Gestern war das Umweltfest … es wurde zwar organisiert von den Grünen, aber richtig erfolgreich war es erst, weil so viele Gruppen teilgenommen haben, die sich im Bereich Umweltschutz organisieren. Mit dabei waren

  • fairlangen – eine Gruppe, die aus der Elia-Gemeinde entstanden ist, aber offen für alle ist. Sie informiert vor allem zum Thema fair einkaufen in und um Erlangen . Ein ähnliches Projekt hatte die Grüne Jugend in Erlangen mal, also wieder mal ein “Beweis”, dass eine gute Kooperation unbedingt notwendig ist, um gewisse Arbeiten nicht doppelt zu machen.

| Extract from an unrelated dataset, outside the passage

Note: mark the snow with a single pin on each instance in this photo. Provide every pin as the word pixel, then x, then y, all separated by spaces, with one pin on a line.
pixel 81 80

  • Queerfriends – nicht direkt eine Umweltgruppe, aber trotzdem dabei
  • Bündnis 90/Die Grünen – Organisator und Partei mit einem Schwerpunkt im Bereich Umweltschutz
  • Arche Bauernhof Erlangen: Ein Verein zur Erhaltung vom aussterben bedrohter Nutztierrassen. Der Verein ist noch ganz jung und will demnächst Tieren in der Erlanger Umgebung eine Heimat geben.
  • Greenpeace Nürnberg: Die Ziele von Greenpeace sind absolut unterstützenswert, die Aktionen oft spektakulär. Leider gibt es in Erlangen keine Greenpeace-Gruppe. Vielleicht war das ja der Startschuss für eine Gründung.

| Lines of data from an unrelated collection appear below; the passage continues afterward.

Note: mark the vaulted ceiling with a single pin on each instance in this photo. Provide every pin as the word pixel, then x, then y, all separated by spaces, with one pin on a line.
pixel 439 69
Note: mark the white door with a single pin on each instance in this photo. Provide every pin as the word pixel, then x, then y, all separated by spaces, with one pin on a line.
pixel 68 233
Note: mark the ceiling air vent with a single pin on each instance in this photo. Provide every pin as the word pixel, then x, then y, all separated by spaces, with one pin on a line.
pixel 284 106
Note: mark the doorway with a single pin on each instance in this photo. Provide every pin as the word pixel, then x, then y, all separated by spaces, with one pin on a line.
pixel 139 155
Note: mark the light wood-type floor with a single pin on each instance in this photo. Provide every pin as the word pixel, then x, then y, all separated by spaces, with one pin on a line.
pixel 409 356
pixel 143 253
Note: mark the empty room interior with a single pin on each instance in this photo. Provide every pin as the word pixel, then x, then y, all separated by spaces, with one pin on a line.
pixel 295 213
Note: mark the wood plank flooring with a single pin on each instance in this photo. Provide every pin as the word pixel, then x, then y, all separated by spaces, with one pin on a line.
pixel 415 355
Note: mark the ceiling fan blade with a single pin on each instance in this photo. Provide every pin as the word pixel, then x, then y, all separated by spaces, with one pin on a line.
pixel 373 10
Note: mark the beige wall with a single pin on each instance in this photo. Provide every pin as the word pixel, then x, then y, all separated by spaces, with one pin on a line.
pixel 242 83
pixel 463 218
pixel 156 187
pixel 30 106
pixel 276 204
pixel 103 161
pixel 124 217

  • Grüne Jugend: Die Grüne Jugend hatte als Hauptthema die Ölkatastrophe im Golf von Mexico. Sie verteilten Delphine in Erdöl (Kekse in Schokolade)
  • Amnesty International: Menschenrechte und Umweltrechte passen sehr gut zusammen. So wie die Petition gezeigt hat, die dort unterschrieben werden konnte: Wenn Öl (in diesem Fall von Shell im Nigerdelta) die Umwelt verseucht, dann leiden dort auch die Menschen.
  • Solarverein / Sonne auf jedem Dach: Ein ganz klassisches Umweltthema, alternative Energiegewinnung, wurde live präsentiert durch einen Solarkocher.
  • ödp: due ÖDP hatte als Hauptthema die Gründung eines Vereins Carsharing und repräsentierte auch den folgenden Punkt
  • Volksbegehren Nichtraucherschutz: Am 04.07. ist die Abstimmung, ob es nun endlich zu einem angemessenen Nichtraucherschutz kommt
  • Unisolar: Nochmal Solarenergie. Eine Studentengruppe die alles organisiert hat, um Solarzellen für das Unidach zu kochen und das Geld dafür aufgetrieben hat.
  • Grüne Liste/Fraktion im Stadtrat: Fast alle Stadträte waren da. Sie hatten zwar keinen Stand, standen aber für spontane Gespräche zur Verfügung.
  • Uwe Kekeritz (MdB), Klaus Hiemeyer und Birgit Raab (beide Bezirkstagsfraktion) standen für viele Fragen und Gespräche zur Verfügung

All diese haben zu einem schönen Fest beigetragen. Daher vielen Dank.

Mein Wunsch wäre es jetzt, dass all diese Gruppen noch mehr zusammenarbeiten, um die richtigen Themen in der Gesellschaft voranzubringen. Die Themen sind die Richtigen, nur die Zersplitterung nimmt einiges an Effektivität.